The Wall Street Journal
Wednesday offered a harsh assessment of President Barack Obama's embrace of a proposal by Russia for international monitors to seize and destroy Syria's supply of chemical weapons, saying he should have rejected it outright.
"What could be worse for America's standing in the world than a Congress refusing to support a President's proposal for military action against a rogue regime that used WMD [weapons of mass destruction]?" the paper said in an editorial.
"Here's one idea: a U.S. president letting that rogue be rescued from military punishment by the country that has protected the rogue all along."
Obama's support for the Russian proposal may allow him and Congress to escape the political pain of a vote to authorize the use of force against Syria, Journal editors said. But they added, "The diplomatic souk is now open, and Mr. Obama has turned himself into one of the junior camel traders."

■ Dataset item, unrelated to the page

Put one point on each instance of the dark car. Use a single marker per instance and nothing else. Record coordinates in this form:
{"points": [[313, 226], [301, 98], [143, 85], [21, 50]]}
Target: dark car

"The White House should have rebuffed the offer given Russia's long protection of [Syrian President Bashar] Assad at the United Nations," the editorial continued
Pointing to reports that Russia is opposed to drafting a U.N. resolution that would blame the Syrian government for using chemical weapons, the editorial says, "Fiasco is too kind [a description] for this spectacle. Russia has publicly supported Assad's denials that he used sarin gas, but we are now supposed to believe it will thoroughly scrub Syria of those weapons."
The Journal went on to say that even if it's possible to pull off the Russian deal ending in the collection of all of Assad's chemical weapons, the dictator will still "emerge without punishment for having used chemical weapons."
In addition, he won't have to worry about future military opposition from the United States or its allies, the editorial continued, because "Mr. Obama won't risk another ramp-up to war given the opposition at home and abroad to this effort."
In conclusion, the Journal quoted a British commentator describing Monday's disclosure of a possible Russian deal as a solution to the crisis as "the worst day for U.S. and wider Western diplomacy since records began."
"That's only a mild exaggeration," the Journal said. "A weak and inconstant U.S. President has been maneuvered by America's enemies into claiming that a defeat for his Syria policy is really a triumph."